You know what happened next. The refund came. The supposed surplus evaporated. The Social Security surplus was spent. Instead of being paid down, the $3.3 trillion national debt ballooned to $9 trillion.
The only thing that remained the same was the clamor for tax cuts. Same argument, different rationale. The Bush tax cuts are set to expire at the end of this year, and the argument now is that they must be extended — for everyone. This time not because the fiscal bottom line is too healthy but because the economy is too shaky…
But the Republican position seems even more intransigently divorced from reality. Perhaps there is some magical point at which Republicans might accept the reality that the government needs more revenue than it is currently set to take in — but I haven’t heard it yet…
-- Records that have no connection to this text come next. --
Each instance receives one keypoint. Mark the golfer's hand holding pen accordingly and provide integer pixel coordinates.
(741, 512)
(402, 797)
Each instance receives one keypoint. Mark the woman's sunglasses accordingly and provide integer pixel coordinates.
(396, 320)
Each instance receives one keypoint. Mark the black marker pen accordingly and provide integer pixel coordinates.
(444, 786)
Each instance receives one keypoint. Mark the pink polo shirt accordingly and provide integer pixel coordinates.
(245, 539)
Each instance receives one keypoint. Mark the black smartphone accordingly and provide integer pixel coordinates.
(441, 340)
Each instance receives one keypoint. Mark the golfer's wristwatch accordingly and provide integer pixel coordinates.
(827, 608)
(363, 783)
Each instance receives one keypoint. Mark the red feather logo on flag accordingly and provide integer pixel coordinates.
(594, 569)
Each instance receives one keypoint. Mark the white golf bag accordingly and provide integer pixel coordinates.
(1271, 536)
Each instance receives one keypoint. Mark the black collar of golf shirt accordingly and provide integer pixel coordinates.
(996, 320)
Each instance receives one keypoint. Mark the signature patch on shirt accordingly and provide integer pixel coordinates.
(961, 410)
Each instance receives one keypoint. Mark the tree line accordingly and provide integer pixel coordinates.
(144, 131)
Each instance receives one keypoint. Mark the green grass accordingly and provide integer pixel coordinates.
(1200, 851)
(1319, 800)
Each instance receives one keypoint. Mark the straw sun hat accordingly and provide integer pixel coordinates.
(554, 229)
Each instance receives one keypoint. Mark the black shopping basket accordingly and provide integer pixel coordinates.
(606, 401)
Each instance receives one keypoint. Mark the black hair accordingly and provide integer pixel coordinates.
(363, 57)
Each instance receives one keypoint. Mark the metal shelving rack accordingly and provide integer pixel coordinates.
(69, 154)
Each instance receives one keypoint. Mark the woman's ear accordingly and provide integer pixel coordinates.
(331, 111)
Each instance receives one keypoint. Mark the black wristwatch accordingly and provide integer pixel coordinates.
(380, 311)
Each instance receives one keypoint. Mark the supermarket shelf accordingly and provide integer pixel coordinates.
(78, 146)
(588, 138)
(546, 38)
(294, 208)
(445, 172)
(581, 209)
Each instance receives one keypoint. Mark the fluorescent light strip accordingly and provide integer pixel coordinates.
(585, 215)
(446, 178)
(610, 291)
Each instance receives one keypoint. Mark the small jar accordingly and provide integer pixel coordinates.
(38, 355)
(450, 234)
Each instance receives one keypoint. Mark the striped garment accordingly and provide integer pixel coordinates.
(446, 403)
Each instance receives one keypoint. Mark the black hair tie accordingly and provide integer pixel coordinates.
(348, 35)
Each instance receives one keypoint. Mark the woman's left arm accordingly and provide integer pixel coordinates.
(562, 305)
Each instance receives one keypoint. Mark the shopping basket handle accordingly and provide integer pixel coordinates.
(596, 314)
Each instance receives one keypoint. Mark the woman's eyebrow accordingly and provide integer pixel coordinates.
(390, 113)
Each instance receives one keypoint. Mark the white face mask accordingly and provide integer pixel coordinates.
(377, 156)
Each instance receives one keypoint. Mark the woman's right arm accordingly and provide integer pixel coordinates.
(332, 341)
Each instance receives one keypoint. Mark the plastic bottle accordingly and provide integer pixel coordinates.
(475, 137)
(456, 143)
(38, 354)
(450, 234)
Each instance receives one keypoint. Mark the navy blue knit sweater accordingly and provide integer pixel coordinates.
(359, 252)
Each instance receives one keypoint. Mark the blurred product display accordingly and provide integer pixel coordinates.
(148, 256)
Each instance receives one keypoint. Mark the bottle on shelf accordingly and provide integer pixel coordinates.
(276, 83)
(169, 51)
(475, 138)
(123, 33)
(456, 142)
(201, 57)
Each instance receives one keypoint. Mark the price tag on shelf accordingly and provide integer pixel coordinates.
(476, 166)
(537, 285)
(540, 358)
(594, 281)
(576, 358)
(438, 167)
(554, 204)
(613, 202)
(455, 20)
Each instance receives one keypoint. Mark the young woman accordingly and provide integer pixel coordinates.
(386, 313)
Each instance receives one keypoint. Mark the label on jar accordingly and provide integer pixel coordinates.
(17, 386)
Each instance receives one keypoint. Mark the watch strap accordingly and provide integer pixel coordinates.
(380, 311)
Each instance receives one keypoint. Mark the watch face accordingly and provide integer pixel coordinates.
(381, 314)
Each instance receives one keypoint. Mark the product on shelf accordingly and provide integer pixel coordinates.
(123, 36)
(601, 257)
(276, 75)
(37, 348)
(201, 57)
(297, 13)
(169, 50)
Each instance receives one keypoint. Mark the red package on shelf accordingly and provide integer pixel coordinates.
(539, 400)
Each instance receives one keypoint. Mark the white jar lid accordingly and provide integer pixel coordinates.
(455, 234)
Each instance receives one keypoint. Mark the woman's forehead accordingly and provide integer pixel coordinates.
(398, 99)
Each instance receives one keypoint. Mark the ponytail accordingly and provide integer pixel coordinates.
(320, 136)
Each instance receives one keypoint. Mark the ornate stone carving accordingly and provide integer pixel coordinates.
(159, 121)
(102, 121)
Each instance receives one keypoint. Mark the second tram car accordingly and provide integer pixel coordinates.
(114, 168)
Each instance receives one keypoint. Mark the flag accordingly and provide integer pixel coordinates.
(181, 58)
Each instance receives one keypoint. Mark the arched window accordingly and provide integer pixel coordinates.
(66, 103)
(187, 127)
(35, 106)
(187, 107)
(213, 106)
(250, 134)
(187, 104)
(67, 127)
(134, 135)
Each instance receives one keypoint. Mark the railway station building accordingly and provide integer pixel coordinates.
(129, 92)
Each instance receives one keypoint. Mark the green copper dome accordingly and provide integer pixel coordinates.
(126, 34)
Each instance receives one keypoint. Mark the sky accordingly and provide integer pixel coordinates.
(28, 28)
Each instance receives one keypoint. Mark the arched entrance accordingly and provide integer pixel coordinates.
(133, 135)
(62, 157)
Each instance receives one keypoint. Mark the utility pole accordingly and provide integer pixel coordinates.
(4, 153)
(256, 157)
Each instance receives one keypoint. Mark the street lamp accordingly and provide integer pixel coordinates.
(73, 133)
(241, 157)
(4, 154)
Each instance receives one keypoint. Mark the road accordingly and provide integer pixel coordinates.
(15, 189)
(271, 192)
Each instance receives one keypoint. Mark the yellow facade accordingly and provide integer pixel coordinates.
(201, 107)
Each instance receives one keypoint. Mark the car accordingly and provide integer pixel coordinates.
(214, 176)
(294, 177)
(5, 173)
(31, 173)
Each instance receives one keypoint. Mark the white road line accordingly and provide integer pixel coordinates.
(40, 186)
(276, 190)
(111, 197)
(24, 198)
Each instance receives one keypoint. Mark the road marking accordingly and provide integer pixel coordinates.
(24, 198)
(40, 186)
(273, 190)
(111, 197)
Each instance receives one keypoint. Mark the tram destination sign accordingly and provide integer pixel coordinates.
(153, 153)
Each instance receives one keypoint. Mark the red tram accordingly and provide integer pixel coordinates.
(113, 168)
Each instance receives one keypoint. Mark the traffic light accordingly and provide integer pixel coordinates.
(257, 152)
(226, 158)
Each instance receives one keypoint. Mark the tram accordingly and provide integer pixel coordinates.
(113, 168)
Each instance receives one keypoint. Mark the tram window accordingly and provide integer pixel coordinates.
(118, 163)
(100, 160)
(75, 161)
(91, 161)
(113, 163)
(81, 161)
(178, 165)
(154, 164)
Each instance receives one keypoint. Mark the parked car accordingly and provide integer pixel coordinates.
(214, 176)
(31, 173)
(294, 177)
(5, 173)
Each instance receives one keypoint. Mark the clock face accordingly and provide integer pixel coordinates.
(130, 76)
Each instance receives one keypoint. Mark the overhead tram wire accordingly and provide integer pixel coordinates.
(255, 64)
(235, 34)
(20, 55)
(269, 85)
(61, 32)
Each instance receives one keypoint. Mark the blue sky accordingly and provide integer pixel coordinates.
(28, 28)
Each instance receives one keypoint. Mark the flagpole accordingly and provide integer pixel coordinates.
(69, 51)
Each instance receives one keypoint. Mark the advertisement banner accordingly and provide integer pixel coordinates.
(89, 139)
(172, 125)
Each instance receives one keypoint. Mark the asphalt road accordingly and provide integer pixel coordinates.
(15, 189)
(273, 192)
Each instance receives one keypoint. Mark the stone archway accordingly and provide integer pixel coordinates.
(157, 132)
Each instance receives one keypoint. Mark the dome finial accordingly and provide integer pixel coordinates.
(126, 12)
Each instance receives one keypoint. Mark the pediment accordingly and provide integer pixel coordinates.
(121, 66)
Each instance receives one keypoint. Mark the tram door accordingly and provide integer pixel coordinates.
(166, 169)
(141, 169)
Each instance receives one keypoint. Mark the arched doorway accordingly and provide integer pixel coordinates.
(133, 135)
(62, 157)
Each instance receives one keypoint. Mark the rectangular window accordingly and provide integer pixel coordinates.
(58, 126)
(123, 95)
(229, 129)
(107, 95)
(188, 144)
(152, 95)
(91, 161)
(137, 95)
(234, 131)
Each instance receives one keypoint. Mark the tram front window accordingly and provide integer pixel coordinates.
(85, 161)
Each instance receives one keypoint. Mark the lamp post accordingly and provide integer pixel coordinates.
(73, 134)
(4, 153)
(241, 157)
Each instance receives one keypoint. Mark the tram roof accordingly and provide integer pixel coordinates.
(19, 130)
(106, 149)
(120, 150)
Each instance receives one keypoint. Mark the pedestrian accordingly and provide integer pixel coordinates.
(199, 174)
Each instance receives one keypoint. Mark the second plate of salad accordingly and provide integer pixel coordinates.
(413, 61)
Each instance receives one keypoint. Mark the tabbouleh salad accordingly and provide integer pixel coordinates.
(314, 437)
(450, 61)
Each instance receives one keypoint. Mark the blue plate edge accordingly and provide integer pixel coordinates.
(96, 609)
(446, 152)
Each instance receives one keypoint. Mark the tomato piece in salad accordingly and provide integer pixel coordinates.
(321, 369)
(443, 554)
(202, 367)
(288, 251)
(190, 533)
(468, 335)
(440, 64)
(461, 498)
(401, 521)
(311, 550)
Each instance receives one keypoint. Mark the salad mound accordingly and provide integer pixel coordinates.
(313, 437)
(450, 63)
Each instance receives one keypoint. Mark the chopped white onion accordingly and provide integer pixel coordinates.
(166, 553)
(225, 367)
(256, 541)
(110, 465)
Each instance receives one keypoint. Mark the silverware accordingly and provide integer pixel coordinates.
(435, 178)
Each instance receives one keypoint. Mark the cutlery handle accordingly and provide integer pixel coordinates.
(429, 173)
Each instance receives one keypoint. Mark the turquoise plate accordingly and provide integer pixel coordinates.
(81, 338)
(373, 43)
Senate Minority Leader Mitch McConnell proclaimed the other day that the Bush tax cuts actually raised money. “There’s no evidence whatsoever that the Bush tax cuts actually diminished revenue,” the Kentucky Republican told Brian Beutler of the Web site TPMDC. “They increased revenue, because of the vibrancy of these tax cuts in the economy.”
Here’s some evidence. Tax revenue fell from 21 percent of GDP in fiscal 2000 to 17.5 percent in 2008. (I’m leaving out the recession-induced plunge, to under 15 percent this year and last.)…
…The economic and fiscal circumstances may change, but the prescription remains the same. And the patient is too ill to tolerate another dose of this quack medicine.